К концу третьего месяца своей новой деятельности Остап Васильевич запросил себе еще помощника и вдобавок подводу с хорошей лошадью. Имя его к тому времени в конторе Главвторчермета уже приобрело вес. Крышкина ставили в пример за инициативу и находчивость. Крышкин был на Доске почета и каждый месяц получал по приказу вознаграждения. И потому, понятно, просьба его была сразу, как говорят, уважена.

А помощник нужен был Остапу Васильевичу до зарезу. В деятельной голове его уже давно созрела новая идея, осуществить которую одному было бы трудно. Как-то – это было еще в те дни, когда Крышкин скучал в глухом переулке, – он решил изучить городские резервы металлолома и отправился бродить по окраинам. Попал в район большой группы заводов и был поражен тем, что увидел. Справа от завода на пустыре лежали целые горы всевозможного промышленного лома: станины старых станков, колесные пары, вышедшие из строя автомоторы, куски рельсов, стружка, глыбы металла из вагранок. Какие-то люди здесь постоянно копошились, нагружая этим добром автомашины. Остап Васильевич поинтересовался, что означает виденное им.

– А то и означает, что хлам перебираем, – неохотно отвечал ему шофер в замасленной спецовке.

Этот ответ Крышкина не устраивал.

– Разве это хлам? – вызывая на дальнейший разговор, спросил он.

– Хлам останется на пустыре, когда отсортируем. Нужное сдадим на базы, там разделают всё под габарит, а потом габарит нам продадут на переплавку. Понял?

– Так-так, – кивал головой Остап Васильевич. Бытовой лом, который он собирал, стоит гроши. Нужны сотни кастрюль и сковородок для того, чтобы набрать их на тонну. А здесь одна станина стоит месячной работы киоскера. Это уже капитал. И горы лежавших перед Крышкиным заводских отходов вдруг загорелись в его глазах золотистым блеском.

Крышкин представился и, как будто бы в шутку, сказал, без нужды поправляя свою соломенную шляпу:

– Может, подбросишь мне в ларек машину, вторую – не обижу…

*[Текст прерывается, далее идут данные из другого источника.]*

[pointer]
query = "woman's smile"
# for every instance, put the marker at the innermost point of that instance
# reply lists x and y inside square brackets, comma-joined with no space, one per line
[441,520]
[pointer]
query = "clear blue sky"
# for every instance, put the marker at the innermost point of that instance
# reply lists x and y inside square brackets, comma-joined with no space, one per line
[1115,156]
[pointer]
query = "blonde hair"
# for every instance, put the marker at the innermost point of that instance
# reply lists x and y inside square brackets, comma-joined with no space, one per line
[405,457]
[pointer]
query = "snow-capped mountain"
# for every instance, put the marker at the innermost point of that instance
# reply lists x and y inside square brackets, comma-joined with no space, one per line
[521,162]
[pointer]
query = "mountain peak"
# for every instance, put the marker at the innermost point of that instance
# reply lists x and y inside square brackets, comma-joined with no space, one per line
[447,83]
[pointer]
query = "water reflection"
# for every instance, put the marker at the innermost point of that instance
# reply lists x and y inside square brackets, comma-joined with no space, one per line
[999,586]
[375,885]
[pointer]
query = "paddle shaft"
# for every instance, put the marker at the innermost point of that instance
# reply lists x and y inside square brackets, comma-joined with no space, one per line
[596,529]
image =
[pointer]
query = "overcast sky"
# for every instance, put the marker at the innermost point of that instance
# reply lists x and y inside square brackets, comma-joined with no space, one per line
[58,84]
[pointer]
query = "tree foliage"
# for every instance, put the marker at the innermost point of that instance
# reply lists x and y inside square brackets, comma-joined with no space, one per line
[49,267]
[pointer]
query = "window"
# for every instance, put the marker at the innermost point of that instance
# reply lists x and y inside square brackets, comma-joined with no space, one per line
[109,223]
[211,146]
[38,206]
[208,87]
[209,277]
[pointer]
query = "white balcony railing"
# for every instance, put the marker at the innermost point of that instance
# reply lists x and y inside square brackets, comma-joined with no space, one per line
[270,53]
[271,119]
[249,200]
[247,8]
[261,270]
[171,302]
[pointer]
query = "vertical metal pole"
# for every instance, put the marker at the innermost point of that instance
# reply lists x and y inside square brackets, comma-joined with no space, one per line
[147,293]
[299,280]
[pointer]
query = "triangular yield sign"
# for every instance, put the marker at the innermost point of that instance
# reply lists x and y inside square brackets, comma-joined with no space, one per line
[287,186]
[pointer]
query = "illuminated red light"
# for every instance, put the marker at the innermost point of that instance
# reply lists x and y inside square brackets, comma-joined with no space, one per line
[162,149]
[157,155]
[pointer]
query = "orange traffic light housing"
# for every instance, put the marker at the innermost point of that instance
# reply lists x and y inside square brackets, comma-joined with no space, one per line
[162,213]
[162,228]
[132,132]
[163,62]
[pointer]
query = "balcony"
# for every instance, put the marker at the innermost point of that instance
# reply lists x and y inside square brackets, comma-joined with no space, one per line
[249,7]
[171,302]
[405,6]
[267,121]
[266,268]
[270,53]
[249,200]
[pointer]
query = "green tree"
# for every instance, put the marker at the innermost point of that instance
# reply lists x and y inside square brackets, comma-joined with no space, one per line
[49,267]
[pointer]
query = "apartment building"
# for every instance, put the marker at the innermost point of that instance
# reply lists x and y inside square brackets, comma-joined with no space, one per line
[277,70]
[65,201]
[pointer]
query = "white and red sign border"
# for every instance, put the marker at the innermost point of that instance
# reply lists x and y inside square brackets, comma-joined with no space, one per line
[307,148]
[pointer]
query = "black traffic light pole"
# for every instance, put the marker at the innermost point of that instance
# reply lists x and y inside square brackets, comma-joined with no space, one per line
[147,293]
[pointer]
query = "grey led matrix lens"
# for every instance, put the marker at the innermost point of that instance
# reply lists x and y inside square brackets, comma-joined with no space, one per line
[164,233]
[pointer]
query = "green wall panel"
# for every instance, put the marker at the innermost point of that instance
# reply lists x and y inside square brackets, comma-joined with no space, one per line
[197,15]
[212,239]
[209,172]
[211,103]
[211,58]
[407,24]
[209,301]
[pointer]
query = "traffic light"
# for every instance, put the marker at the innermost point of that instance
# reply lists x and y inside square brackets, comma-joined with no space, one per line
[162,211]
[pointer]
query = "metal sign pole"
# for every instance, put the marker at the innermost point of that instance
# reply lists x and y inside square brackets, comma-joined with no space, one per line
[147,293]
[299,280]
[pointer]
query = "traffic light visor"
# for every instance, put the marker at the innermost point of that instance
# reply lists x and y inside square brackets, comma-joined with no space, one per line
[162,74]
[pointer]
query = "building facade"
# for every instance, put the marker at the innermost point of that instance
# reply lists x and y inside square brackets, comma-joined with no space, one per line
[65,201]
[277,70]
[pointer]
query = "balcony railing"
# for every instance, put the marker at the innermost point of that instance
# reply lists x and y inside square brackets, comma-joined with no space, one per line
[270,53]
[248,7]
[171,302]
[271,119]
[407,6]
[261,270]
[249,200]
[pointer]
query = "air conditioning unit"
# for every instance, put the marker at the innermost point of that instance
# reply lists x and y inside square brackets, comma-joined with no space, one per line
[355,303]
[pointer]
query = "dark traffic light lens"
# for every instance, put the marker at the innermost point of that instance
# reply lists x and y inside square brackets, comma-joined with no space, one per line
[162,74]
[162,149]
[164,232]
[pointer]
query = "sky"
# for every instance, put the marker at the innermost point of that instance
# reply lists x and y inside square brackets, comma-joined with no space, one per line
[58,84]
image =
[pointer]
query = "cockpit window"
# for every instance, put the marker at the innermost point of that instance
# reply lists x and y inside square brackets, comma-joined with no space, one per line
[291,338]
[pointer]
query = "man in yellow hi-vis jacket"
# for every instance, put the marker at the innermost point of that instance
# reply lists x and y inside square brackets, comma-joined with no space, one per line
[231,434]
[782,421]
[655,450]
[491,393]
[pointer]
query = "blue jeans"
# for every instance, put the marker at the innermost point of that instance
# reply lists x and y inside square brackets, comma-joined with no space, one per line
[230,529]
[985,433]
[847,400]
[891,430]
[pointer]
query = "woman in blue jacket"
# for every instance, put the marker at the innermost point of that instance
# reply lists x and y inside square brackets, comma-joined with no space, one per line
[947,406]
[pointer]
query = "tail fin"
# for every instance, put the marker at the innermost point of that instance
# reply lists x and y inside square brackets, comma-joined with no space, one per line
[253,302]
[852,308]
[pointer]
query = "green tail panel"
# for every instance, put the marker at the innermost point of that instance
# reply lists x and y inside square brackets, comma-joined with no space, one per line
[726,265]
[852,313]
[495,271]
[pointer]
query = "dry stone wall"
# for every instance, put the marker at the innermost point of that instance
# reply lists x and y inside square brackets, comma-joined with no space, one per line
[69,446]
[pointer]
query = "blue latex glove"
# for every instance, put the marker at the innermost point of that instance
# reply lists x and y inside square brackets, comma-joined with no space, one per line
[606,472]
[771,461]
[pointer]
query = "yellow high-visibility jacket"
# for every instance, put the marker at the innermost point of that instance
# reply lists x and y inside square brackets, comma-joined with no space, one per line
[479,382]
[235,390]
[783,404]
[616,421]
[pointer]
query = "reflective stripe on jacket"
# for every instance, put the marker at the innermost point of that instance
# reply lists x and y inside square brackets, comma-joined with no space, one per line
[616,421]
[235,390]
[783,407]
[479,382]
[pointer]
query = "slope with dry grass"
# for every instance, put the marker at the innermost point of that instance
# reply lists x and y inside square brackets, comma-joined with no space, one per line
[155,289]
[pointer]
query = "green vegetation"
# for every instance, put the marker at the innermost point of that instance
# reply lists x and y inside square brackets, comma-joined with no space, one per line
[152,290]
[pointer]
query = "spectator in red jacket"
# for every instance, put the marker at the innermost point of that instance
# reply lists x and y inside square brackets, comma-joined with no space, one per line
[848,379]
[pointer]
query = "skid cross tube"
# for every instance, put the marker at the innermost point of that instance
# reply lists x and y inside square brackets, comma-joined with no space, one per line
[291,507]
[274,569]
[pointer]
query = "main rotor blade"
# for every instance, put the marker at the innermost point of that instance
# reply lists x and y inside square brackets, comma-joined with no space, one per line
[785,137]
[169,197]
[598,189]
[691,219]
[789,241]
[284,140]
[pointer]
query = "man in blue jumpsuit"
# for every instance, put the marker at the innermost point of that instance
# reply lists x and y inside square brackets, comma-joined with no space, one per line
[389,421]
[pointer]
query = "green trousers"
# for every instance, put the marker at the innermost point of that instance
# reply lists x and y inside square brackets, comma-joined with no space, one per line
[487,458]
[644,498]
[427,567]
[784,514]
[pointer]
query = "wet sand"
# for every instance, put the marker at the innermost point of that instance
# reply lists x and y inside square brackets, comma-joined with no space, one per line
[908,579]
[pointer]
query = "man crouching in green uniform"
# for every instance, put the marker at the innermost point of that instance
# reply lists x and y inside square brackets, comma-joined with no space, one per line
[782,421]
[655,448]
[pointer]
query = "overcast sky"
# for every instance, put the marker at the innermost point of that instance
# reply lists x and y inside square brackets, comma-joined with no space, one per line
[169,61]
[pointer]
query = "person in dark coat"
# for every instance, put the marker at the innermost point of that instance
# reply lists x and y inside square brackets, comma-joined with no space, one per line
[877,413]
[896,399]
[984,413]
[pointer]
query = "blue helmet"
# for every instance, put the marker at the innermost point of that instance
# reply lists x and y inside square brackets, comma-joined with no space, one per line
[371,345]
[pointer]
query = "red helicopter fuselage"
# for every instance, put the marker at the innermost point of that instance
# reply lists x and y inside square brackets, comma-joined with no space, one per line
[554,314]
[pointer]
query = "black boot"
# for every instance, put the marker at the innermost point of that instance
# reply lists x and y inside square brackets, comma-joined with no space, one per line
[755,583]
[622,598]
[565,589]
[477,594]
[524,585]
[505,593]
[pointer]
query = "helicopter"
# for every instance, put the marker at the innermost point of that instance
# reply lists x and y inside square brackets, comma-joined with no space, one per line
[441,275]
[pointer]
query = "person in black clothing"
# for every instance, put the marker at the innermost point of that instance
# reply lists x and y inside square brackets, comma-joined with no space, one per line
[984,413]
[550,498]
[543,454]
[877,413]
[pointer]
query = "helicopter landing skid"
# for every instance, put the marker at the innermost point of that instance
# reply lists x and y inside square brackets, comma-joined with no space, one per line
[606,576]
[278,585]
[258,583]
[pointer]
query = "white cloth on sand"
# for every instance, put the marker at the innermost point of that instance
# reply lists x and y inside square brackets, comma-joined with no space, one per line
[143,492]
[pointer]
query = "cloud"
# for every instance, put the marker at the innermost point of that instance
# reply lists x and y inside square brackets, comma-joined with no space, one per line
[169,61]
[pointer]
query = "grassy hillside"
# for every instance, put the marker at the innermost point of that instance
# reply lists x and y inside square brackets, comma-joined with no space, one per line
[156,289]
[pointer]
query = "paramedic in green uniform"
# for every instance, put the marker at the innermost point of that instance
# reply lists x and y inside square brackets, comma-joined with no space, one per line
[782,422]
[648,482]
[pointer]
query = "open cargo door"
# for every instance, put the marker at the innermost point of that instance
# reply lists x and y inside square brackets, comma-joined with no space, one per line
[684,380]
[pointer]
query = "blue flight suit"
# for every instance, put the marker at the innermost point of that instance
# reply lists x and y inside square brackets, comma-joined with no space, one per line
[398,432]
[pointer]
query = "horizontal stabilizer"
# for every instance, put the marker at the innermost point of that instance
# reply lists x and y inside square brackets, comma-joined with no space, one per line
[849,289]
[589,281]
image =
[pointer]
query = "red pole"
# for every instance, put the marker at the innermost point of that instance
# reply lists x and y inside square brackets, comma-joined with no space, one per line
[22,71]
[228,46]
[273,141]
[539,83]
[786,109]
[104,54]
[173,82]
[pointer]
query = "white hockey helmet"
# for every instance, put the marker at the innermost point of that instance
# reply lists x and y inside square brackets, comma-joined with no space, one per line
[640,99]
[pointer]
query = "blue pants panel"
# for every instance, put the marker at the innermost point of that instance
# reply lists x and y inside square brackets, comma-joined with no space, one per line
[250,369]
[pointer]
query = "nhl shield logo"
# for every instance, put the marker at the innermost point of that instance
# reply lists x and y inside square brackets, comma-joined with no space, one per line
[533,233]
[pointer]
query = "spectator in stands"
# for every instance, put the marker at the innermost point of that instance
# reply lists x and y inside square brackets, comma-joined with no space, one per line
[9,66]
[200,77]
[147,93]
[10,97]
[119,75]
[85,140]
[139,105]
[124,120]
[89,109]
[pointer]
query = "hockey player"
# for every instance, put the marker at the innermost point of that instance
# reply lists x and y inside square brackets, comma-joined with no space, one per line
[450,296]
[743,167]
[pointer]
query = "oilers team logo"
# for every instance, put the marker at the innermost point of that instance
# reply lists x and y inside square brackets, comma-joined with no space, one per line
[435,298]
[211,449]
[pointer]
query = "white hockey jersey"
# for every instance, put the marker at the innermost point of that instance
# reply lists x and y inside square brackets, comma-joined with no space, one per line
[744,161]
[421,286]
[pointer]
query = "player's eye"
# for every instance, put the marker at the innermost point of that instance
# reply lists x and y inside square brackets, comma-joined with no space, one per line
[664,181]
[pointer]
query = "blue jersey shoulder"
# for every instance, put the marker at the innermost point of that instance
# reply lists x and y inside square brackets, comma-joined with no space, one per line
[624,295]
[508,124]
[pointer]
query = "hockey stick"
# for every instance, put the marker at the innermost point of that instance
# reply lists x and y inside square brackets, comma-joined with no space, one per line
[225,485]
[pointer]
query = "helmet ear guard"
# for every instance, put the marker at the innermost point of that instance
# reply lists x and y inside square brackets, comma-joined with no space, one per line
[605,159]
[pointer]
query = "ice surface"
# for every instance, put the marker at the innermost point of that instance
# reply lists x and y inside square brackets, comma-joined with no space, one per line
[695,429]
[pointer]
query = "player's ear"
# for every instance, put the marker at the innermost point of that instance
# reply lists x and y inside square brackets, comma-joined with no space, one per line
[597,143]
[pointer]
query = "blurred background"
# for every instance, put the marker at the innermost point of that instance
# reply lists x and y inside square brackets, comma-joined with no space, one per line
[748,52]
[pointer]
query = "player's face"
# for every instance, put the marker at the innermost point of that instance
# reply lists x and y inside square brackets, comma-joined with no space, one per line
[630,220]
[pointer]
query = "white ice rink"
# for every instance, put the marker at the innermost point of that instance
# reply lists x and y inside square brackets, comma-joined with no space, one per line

Парень почесал за ухом, усмехнулся:

– Что ж, оно, пожалуй, можно. Только с премиальными.

А на следующий день Остап Васильевич огорошил всех сборщиков и киоскеров: в один присест сдал пять тонн четыреста двадцать килограммов лома, заработав на этой операции семьсот с лишним рублей.

Это был, так сказать, только начальный эксперимент. Крышкин снова несколько раз появлялся на пустыре, успел обзавестись здесь приятелями среди шоферов и грузчиков.

– Сколько надо, столько будем подвозить, всё равно на переплавку пойдет, – казалось, по-простецки говорили они.

Но Остап Васильевич хорошо понимал и их услужливость, еще лучше понимал и свои интересы. Его смущало одно обстоятельство: возить постоянно лом в ларек – значит, выкладывать из своего кармана на транспорт. Это не устраивало его. Лучше бы избежать ненужных транспортных расходов. Но как это сделать? У него родилась еще одна блестящая идея: он, Остап Крышкин, берет себе одного помощника и открывает еще один киоск. И киоск этот будет прямо на пустыре.

Задумано – сделано. И вот уже два месяца как Остап Васильевич отправляет на базу десятки тонн промышленного лома Но только в накладных станины старых станков он называет чайниками и самоварами, стружку – примусами и керосинками, колесные пары – секциями старой отопительной системы из домоуправлений. Заведующий базой, принимая лом, знает об этих удивительных превращениях и только улыбается:

– Хитер, разбойник, хитер…

Конечно, Остап Васильевич хорошо понимал, что, сбывая промышленный лом за бытовой, он, мягко выражаясь, прокладывал себе дорогу к скамье подсудимых. Но оправдания в таких случаях всегда находятся. Имел его и Крышкин.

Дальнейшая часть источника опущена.